Les espanta más que Aznar, tanto como Franco y don Pelayo, los Reyes Católicos o Hernán Cortés, más que la fiesta de los toros, el águila bicéfala, don Marcelino Menéndez Pelayo, la toma de Granada, la bandera nacional, el himno o la cabra de la legión. La aborrecen con pasión desaforada, como aborrecerían --si fuesen piadosos-- a la peor encarnación de Belcebú. Isabel Díaz Ayuso les pone de los nervios, los saca de sus casillas, les provoca eritema y urticaria; elegirían padecer la sarna antes que seguir viéndola en política. Se suben por las paredes si alguien habla de ella con afecto, máxime si dichos blasfemos acreditan solvencia ética e inteligencia: Joaquín Leguina, Nicolás Redondo, Fernando Savater. Se vaciarían un ojo si lograsen así dejarla ciega. Todo ello, digamos, mentalmente, fenomenológicamente, en efigie o fantasía. Mas con furor incontenible, celo identitario, certeza a prueba de titubeos.

¿Cuáles podrían ser los motivos? En primer lugar, indiscutiblemente, porque concita un abrumador respaldo electoral que les repele, pues una considerable mayoría de madrileños, amén de no pocos españoles, junto a reputados observadores extranjeros, la ven como un símbolo, una líder espontánea y natural, alguien con carisma. Esto, qué duda cabe, exaspera, igual que exaspera todo talento inusual brotado como por ensalmo, de un entorno social ajeno a las élites y aristocracias de cualquier índole. ¡Y encima se echó un novio peluquero! Aparte de no acumular chalés, áticos, fincas e inmuebles junto al Retiro, como los austeros podemitas y otros ultrarrojos del montón. En segundo término, irrita sobremanera que sea mujer, para colmo joven y físicamente atractiva, que posea un raro desparpajo, que no ejerza de pedante o intelectual, que no irradie soberbia, que exteriorice un alto grado de sentido común. Y, en tercer lugar, enfurece y encorajina que defienda sin complejos las ideas y valores del liberalismo conservador: respeto al individuo, igualdad ante la ley, un patriotismo sensato y orgulloso, aunque nada estridente.

Hallar explicación a estas reacciones no exige un doctorado en psicoanálisis. ¿No hubo incluso jefes todopoderosos, en la cúpula del mismísimo partido de Díaz Ayuso, que sufrieron aquellas calenturas, prefiriendo tirar por la borda sus carreras políticas antes que alegrarse de lo que era un activo y una obvia bendición para ellos, su causa y la propia nación?
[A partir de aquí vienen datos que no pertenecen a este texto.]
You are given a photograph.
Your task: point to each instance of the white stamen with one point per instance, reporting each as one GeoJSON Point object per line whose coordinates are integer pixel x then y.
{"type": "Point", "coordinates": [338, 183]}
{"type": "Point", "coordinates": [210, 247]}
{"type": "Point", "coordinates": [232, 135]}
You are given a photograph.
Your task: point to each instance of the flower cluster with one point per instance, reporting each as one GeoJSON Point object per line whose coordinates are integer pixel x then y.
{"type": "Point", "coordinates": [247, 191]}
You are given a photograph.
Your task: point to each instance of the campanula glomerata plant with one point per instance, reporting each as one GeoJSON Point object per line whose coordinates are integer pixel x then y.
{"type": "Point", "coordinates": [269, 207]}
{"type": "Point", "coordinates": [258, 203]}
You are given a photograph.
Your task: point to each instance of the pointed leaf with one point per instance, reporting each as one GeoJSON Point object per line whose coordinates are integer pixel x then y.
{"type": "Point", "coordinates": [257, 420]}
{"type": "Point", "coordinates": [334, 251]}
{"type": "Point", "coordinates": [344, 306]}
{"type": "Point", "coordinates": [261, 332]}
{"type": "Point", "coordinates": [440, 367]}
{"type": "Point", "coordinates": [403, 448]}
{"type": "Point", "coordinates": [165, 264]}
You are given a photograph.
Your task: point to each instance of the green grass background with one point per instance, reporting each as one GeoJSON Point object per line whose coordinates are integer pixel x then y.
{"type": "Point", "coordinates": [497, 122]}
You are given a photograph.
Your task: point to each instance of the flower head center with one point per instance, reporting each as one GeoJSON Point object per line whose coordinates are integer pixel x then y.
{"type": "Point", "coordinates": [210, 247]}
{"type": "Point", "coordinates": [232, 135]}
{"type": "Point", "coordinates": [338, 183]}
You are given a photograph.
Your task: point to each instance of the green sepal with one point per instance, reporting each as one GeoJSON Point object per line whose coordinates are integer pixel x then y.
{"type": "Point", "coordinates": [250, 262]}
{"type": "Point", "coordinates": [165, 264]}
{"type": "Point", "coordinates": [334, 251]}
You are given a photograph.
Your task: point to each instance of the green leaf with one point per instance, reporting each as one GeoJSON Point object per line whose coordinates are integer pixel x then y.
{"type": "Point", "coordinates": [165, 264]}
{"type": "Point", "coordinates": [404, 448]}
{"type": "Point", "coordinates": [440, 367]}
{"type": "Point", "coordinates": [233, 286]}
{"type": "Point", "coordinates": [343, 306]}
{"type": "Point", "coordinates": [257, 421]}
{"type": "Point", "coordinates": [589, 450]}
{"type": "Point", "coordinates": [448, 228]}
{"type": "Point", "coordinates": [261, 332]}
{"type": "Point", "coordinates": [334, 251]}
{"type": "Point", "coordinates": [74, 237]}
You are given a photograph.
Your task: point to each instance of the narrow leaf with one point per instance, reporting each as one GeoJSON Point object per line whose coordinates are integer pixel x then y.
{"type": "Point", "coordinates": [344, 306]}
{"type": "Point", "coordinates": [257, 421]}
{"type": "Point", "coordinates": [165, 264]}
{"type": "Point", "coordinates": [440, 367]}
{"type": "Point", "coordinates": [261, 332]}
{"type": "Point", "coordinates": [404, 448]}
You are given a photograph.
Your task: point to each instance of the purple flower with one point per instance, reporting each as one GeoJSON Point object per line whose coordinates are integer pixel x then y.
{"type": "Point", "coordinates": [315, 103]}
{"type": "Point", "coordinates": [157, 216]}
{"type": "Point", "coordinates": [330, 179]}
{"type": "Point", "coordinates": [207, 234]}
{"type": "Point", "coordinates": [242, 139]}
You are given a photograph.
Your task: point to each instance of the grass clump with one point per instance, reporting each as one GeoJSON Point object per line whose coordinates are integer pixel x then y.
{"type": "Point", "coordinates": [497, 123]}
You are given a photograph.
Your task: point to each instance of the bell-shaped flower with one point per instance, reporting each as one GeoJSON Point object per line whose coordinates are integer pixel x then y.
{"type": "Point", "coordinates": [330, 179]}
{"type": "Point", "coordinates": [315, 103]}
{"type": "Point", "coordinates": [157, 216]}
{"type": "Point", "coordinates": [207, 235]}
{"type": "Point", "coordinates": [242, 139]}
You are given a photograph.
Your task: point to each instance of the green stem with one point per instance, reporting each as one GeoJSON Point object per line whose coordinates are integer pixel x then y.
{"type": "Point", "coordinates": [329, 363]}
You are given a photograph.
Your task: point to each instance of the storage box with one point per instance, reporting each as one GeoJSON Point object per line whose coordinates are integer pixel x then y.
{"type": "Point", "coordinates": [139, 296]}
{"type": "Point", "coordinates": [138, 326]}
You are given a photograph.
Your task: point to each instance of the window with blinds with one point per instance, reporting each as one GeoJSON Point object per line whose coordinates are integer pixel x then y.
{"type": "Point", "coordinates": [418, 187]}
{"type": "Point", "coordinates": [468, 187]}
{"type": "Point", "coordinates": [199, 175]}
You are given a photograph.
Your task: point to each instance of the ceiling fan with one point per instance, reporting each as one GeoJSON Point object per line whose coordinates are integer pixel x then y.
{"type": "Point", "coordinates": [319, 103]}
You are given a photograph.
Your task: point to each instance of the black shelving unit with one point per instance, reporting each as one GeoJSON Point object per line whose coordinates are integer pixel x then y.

Comprender que las tirrias de esta clase son dañinas para la salud o que nos sumen en posición desairada no nos libra de experimentarlas visceralmente y propiciar su erupción. La envidia y el resentimiento son motores fundamentales de nuestra conducta. Aunque pretendamos disfrazar tales pulsiones de nobleza y altruismo, atribuyéndoles rigorismo moral, inquietud por el sistema sanitario de la capital o desvelo ante una supuesta e indemostrada corrupción, la máscara es tan endeble como transparente; y así permanecemos patéticamente incapaces de vernos a nosotros mismos en perspectiva, según somos de obtusos, ni de calibrar el papelón que hacemos concediéndonos semejante autoengaño, apenas por ponernos morados de inquina patológica.

Cuentan que durante la Comuna de París de 1871, que produjo decenas de miles de muertos, uno de los amotinados acuchillaba a los defensores del orden al grito de «¡Toma, esto por los albigenses!» Que un revolucionario socialista de finales del siglo XIX salga a matar soldaditos reales y concretos para castigar la sangrienta cruzada contra la herejía cátara, acaecida a principios del siglo XIII, refrenda cuán arraigados llevamos el frenesí y el extravío criminales, el apetito de vengar en seres inocentes la herida de una ofensa imaginaria. Sí, existe un cuarto motivo para ansiar la destrucción de Isabel Díaz Ayuso, uno compartido con los nihilistas al estilo de Serguéi Necháyev, y que en la España de hogaño porta el siniestro nombre de Memoria Histórica. Esa mentira culposa que ella desmonta cada día, al gobernar con mesura, equidad y honradez. Al demostrar, bien pedagógicamente, que España querría vivir en paz y tolerancia, como un país normal.